到芙蓉城中赶来足够的马车,一行人上车的上车,上马的上马。
数日之后,马队行至与两州接壤的贫瘠边境,徐凤年下得马车,骑上了白马。
他是骑着白马出的北凉,如今回来自然也得骑马,算是有始有终,为此行画上一个圆满的句号。
徐凤年望着远不如南方旖旎的北凉风光,怔怔出神。
霜降一过,树木枯黄叶落,蛰虫入洞,室外哪怕一阵微风拂面,都透着衣衫遮掩不住的寒意。
立冬更是眨眼将至,他们出行时春暖花开,再回到陵州城已是入冬。
三年游历时只是在江湖底层摸爬滚打,除了辛酸就是心酸。
这趟出行可谓是一路耀武扬威,打交道的人物非富即贵,要么就是那些江湖上最拔尖的宗师或者怪胎。
也对,寻常只敢在这座江湖浅滩扑腾戏水的虾米角色,怎么好意思跟打开天窗,亮出身份的北凉世子打招呼?
这不是贴上脸面找扇?
距离陵州城还有数十里时,六年凤小六便已振翅飞起,往陵州城报信而去。
再往前走了半个多时辰,天上响起小六的锐鸣,大地震颤开来。
徐家铁蹄之下,八国安有完卵?
这句老话,不曾经历过那场狼烟战火的人,未必会当真。
北凉铁骑精且雄,未见其面先闻其声,官道上马踏如雷鸣,一次次踩踏地面,整齐得让人心颤。

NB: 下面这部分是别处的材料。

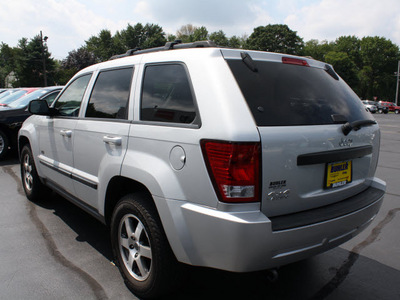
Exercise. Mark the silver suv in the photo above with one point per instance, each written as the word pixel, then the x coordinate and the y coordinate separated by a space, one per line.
pixel 230 159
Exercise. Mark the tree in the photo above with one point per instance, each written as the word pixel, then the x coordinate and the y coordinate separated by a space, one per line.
pixel 79 59
pixel 186 32
pixel 219 38
pixel 7 62
pixel 152 36
pixel 345 67
pixel 379 58
pixel 29 63
pixel 350 45
pixel 105 45
pixel 317 50
pixel 200 34
pixel 102 46
pixel 235 42
pixel 275 38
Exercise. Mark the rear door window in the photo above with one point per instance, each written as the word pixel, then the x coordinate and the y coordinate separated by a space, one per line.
pixel 167 95
pixel 69 103
pixel 110 95
pixel 285 95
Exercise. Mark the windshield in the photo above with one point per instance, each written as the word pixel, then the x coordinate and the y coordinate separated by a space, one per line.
pixel 12 97
pixel 6 93
pixel 285 95
pixel 24 101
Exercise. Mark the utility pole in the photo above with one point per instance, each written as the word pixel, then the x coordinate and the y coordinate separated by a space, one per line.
pixel 43 39
pixel 396 101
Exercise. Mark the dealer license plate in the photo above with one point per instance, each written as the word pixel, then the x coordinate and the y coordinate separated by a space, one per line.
pixel 338 174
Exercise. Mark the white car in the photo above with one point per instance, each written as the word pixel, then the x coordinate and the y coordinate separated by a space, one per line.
pixel 230 159
pixel 370 106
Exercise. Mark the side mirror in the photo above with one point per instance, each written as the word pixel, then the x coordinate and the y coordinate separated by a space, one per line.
pixel 39 107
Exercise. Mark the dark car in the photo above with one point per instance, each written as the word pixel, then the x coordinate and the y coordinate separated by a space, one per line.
pixel 391 106
pixel 15 113
pixel 15 95
pixel 381 108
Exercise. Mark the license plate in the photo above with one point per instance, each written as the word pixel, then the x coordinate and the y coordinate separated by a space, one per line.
pixel 338 174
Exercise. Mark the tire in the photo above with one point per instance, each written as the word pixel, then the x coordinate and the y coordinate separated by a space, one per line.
pixel 3 144
pixel 141 249
pixel 33 187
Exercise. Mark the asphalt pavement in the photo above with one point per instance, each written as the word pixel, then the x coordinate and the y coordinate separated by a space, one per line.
pixel 53 250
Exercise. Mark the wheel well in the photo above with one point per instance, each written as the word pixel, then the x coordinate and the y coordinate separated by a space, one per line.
pixel 117 188
pixel 23 140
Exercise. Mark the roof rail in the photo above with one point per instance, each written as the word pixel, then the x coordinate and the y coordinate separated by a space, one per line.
pixel 177 44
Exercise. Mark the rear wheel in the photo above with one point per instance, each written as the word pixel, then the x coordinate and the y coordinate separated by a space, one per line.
pixel 141 249
pixel 3 144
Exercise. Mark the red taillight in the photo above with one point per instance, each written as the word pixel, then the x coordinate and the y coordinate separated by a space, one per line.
pixel 295 61
pixel 234 169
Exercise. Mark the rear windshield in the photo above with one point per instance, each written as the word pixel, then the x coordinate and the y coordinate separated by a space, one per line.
pixel 285 95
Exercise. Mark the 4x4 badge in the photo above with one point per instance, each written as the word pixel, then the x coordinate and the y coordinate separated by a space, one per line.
pixel 346 142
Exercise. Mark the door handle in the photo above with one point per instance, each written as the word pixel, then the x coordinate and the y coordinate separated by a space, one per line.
pixel 115 140
pixel 66 133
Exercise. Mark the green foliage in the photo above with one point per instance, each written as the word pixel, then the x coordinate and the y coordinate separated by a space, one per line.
pixel 317 50
pixel 105 45
pixel 219 38
pixel 367 65
pixel 275 38
pixel 29 58
pixel 186 33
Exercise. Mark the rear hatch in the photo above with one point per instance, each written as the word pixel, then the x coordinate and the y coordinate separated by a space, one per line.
pixel 300 107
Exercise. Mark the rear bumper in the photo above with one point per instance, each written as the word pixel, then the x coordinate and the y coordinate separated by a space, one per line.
pixel 249 241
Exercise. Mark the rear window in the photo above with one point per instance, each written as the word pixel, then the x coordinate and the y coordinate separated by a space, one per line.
pixel 285 95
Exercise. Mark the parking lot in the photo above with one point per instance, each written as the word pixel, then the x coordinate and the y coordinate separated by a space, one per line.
pixel 53 250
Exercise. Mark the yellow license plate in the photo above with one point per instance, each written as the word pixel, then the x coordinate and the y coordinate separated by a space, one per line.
pixel 338 174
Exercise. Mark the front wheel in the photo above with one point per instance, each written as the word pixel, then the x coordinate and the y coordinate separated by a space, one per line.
pixel 33 187
pixel 141 249
pixel 3 144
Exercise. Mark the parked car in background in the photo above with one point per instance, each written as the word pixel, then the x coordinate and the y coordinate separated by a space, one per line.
pixel 381 109
pixel 15 113
pixel 370 106
pixel 391 106
pixel 16 95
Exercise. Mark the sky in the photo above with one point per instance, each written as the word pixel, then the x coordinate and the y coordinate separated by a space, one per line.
pixel 69 23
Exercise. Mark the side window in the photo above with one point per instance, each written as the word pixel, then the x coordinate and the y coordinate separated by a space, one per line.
pixel 69 102
pixel 50 98
pixel 110 94
pixel 166 95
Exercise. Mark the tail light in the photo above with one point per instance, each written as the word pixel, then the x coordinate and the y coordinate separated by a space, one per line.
pixel 234 169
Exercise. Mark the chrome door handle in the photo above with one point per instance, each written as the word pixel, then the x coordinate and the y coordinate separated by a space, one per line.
pixel 66 133
pixel 115 140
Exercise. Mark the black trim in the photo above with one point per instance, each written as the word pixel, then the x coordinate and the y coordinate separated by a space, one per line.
pixel 333 155
pixel 86 207
pixel 77 178
pixel 371 196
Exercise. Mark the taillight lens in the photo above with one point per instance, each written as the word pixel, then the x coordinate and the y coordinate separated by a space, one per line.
pixel 234 169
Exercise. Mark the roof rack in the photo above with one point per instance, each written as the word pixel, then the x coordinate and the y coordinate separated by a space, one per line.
pixel 177 44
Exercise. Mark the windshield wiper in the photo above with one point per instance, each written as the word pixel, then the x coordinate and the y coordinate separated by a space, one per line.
pixel 356 125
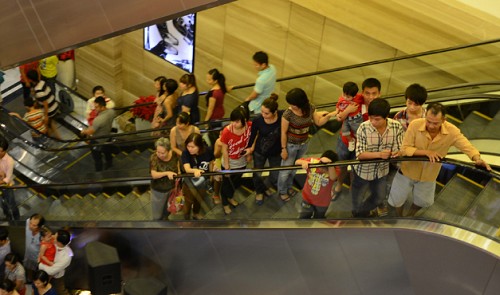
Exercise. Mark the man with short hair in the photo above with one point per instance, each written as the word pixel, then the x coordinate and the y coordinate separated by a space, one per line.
pixel 32 247
pixel 416 96
pixel 264 85
pixel 378 138
pixel 9 205
pixel 100 127
pixel 431 137
pixel 61 261
pixel 370 90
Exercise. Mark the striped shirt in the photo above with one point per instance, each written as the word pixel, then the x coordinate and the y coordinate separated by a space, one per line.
pixel 370 140
pixel 35 119
pixel 402 117
pixel 298 128
pixel 44 93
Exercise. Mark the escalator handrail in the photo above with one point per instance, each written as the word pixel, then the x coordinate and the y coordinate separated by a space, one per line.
pixel 494 173
pixel 380 61
pixel 112 139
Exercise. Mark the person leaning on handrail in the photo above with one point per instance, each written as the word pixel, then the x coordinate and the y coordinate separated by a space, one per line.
pixel 431 137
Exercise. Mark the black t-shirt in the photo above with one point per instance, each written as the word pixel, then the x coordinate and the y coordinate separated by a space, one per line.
pixel 269 136
pixel 200 161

道路尽头一杆徐字王旗逐渐出现,简简单单一个徐字,铁画银钩,锐利无双。
从马车车窗探出头的吴素,望着那个字失神不已,因为那是她亲手写的。
随着徐字王旗出现,一队重甲铁骑出现在众人面前。
佩刀控弩的凤字营属于北凉轻骑,眼下这支人马皆披重甲的骑兵,却是北凉军中真正意义上的铁骑。
装备精良冠绝王朝,骑卒战斗素养更是首屈一指。
战马踏蹄,马背上的骑卒随之起伏,手中长枪倾斜角度竟是丝毫不变。
转瞬之间,这支铁骑便奔至近前,距离车队五十步距离,几乎同一时间马停人静,没有任何杂音。
两骑穿梭而出,其中一名武将极为神武俊逸,白马银枪,翻身下马的动作行云流水。
另外一位下马的动作没有任何美感,可以说是滚落下马。
他抢在白马武将前头,带着哭腔踉跄奔跑,一左一右,双脚踩出的尘土貌似不输给战马。
“世子,我的世子诶,您可算回来了,禄球儿该死啊!广陵江边上没能陪在世子身边,要是世子有个三长两短,禄球儿可怎么活啊!”

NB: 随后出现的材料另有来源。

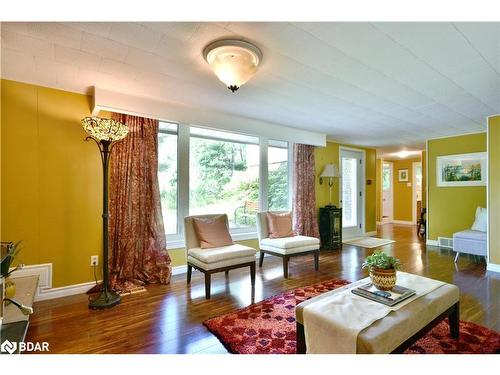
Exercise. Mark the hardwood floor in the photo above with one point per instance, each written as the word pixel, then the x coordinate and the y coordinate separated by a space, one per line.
pixel 167 319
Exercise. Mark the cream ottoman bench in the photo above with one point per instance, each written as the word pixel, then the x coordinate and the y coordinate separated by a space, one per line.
pixel 397 331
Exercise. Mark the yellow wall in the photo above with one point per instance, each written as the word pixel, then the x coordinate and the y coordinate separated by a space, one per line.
pixel 494 189
pixel 378 184
pixel 329 155
pixel 52 182
pixel 424 179
pixel 452 209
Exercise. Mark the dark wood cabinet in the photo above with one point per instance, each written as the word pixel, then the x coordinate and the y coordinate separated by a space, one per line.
pixel 330 227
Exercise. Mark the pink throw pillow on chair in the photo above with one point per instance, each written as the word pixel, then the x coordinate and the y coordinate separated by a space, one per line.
pixel 212 232
pixel 280 225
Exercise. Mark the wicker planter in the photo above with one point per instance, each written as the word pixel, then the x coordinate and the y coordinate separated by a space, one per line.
pixel 383 279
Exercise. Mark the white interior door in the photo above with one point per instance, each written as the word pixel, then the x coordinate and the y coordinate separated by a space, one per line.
pixel 417 190
pixel 352 192
pixel 387 193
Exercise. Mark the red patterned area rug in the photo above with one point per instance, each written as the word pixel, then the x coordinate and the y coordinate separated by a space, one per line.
pixel 268 327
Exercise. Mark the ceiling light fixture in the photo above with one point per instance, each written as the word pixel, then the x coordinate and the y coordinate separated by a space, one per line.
pixel 234 62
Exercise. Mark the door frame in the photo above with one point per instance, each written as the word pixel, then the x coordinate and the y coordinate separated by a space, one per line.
pixel 390 219
pixel 414 190
pixel 363 184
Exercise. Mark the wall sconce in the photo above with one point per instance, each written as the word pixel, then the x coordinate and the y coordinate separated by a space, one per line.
pixel 329 171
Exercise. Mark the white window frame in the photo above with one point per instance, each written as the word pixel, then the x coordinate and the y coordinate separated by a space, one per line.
pixel 175 241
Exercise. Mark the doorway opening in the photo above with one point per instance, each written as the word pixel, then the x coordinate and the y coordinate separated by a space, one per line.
pixel 417 191
pixel 352 192
pixel 387 192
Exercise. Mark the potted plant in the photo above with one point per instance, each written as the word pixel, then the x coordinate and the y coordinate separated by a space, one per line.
pixel 382 269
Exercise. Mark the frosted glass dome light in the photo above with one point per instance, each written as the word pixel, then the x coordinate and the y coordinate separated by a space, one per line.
pixel 234 62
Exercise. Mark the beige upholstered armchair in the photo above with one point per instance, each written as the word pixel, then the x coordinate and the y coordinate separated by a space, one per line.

说话间,那道看似臃肿肥胖,不输赵毅父子的身躯,却转眼奔到刚刚下马的徐凤年面前。
若忽略他奔行时的动静,那速度可是丝毫不慢,同样是胖子,可赵骠在他面前,真就是个渣渣。
褚禄山噗通一声跪倒在徐凤年面前,抱住他双腿就是一顿嚎。
李飞无语的以手覆面,无力的道:“大山,你非得这样表达兄弟之情吗?能不能换个路数?”
徐凤年也是哭笑不得的将他扶起,满脸无奈的道:“差不多就得了,这儿都是自己人,你这孙子装给谁看呢?”

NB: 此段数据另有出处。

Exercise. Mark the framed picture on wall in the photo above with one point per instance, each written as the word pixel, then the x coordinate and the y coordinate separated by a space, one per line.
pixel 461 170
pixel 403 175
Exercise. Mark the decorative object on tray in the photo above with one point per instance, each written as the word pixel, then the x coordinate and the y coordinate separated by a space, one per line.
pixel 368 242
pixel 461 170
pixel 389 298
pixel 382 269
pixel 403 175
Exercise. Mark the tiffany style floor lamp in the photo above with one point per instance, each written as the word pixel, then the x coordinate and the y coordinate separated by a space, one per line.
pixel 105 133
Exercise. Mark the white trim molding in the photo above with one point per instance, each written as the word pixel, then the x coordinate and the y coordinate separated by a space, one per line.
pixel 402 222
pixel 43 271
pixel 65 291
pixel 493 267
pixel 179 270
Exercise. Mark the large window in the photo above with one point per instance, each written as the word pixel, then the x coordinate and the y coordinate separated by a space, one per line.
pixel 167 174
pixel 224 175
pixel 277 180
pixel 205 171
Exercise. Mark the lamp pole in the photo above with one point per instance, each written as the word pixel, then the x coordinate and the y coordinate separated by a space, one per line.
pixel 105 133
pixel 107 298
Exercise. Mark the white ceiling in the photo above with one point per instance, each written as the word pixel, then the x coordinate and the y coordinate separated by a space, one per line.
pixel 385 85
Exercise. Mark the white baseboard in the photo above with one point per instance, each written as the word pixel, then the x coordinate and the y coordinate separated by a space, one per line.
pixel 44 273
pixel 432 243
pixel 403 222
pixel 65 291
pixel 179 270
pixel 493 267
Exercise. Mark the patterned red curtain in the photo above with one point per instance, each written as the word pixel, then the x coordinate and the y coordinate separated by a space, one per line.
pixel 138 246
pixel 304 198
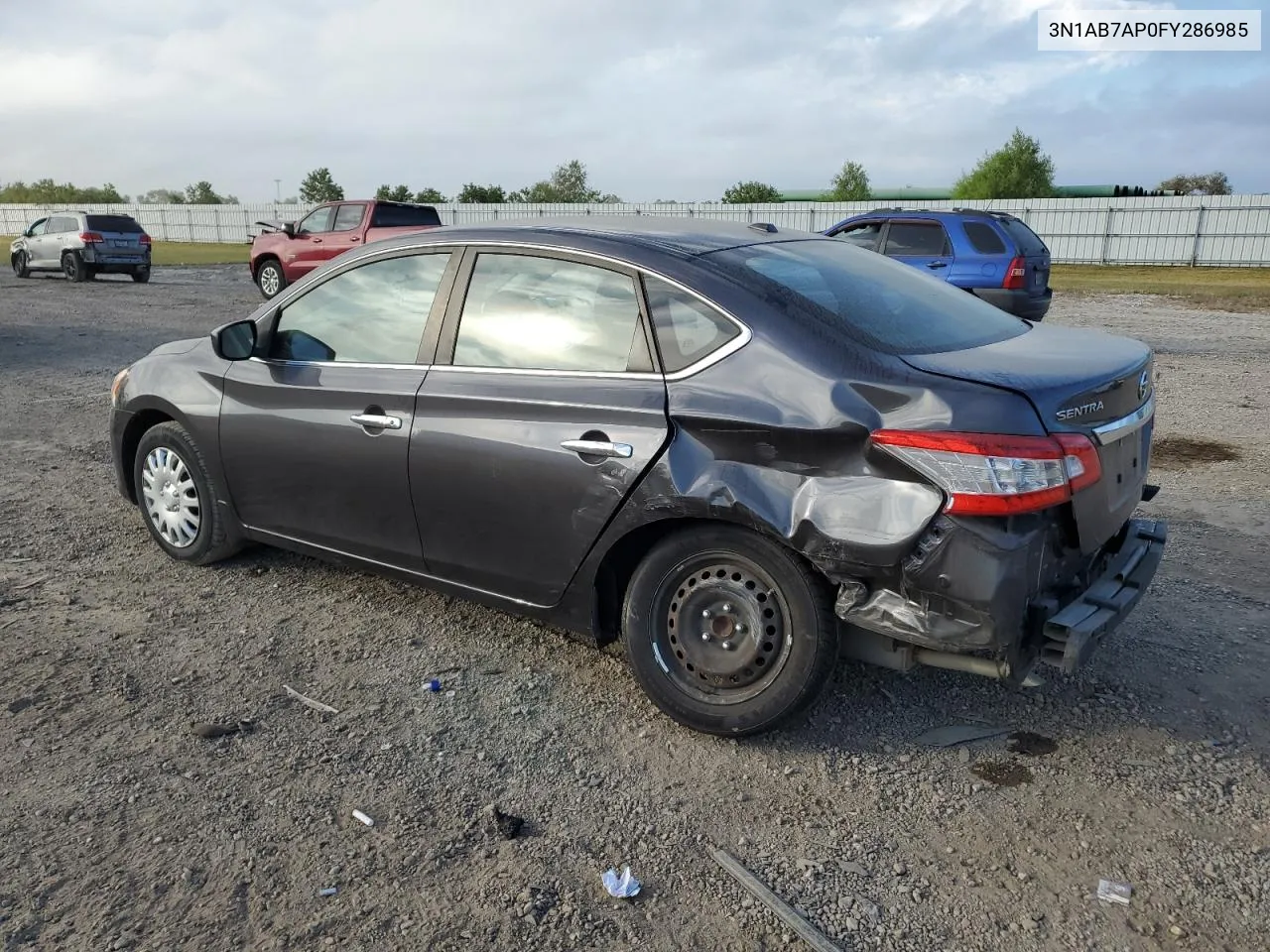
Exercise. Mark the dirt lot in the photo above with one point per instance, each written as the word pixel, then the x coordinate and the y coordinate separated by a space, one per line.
pixel 122 829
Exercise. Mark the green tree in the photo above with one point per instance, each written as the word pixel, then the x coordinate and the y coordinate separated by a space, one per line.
pixel 385 193
pixel 471 193
pixel 1214 182
pixel 567 185
pixel 162 195
pixel 203 193
pixel 752 193
pixel 320 186
pixel 851 184
pixel 1019 169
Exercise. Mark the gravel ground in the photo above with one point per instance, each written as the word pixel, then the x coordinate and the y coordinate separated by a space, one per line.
pixel 123 829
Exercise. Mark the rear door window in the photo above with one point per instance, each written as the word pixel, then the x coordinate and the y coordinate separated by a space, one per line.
pixel 916 238
pixel 984 238
pixel 878 302
pixel 549 313
pixel 117 223
pixel 864 235
pixel 348 217
pixel 317 221
pixel 688 329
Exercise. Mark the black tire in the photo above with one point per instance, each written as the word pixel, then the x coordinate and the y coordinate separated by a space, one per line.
pixel 271 278
pixel 208 542
pixel 772 636
pixel 73 267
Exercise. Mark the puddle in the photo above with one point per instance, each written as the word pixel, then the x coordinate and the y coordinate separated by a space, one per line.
pixel 1030 744
pixel 1001 774
pixel 1184 452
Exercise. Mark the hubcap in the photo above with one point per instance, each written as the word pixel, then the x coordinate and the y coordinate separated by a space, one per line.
pixel 270 281
pixel 725 629
pixel 172 497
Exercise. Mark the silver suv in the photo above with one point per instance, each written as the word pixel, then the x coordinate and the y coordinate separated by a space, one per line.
pixel 81 246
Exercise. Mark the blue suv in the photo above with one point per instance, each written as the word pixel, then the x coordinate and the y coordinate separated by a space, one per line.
pixel 991 254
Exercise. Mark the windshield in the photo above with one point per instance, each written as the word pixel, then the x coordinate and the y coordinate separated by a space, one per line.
pixel 881 303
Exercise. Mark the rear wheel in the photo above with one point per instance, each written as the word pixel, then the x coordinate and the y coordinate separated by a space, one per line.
pixel 177 498
pixel 271 280
pixel 729 633
pixel 73 267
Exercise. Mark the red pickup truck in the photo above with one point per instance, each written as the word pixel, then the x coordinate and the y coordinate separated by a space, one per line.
pixel 289 250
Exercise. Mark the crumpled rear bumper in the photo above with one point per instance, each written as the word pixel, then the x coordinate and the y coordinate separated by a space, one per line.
pixel 1079 627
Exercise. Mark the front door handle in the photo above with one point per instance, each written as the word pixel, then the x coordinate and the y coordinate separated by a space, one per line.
pixel 598 447
pixel 377 421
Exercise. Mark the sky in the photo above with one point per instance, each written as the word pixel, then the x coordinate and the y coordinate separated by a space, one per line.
pixel 661 99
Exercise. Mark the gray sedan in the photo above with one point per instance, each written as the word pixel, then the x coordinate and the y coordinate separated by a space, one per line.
pixel 738 449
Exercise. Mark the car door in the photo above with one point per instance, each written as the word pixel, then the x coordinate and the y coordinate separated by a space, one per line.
pixel 316 428
pixel 922 244
pixel 35 243
pixel 540 416
pixel 308 249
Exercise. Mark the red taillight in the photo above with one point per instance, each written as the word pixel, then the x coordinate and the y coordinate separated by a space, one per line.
pixel 1016 276
pixel 987 474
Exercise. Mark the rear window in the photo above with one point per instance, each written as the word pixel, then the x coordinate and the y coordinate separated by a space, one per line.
pixel 118 223
pixel 881 303
pixel 404 216
pixel 984 238
pixel 1029 244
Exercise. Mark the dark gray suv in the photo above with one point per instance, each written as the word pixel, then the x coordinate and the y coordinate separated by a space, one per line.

褚禄山听闻此言,倒是没再嚎,顺势爬起身,兴奋的道:“世子,我都听说了,这次你在广陵江边万刀齐出,把八千背魁军宰了个干干净净。”
“真他娘的叫一个痛快,赵毅赵骠那对死胖子,居然敢对世子动心思,宰得好,世子就算不杀他们,禄球儿也非恁死他们不可。”
徐凤年揉揉他的胖脸,好笑的道:“叫别人死胖子,你怎么不瞅瞅你自个儿。”
褚禄山理直气壮的道:“我是胖子没错,可他们是‘死’胖子,我没叫错啊!”
徐凤年哑然,这他娘的还真没法反驳。
他没再理会褚禄山,转而看向他身后刚刚走过来的白袍将领,微笑着招呼道:“辛苦袁二哥了。”
徐凤年口中的袁二哥,正是北凉军第一猛人和骑战第一人,“一虎二熊三犬”六义子中的“白熊”袁左宗。
喜好拿敌人头颅当酒碗的袁左宗,眯眼摇头道:“末将职责所在,殿下无须上心。”
停顿了一下,似乎觉得措辞有些生硬,素来不苟言笑的袁左宗,破天荒微笑打趣道:“世子一声袁二哥,袁左宗这几十里路走得舒坦。”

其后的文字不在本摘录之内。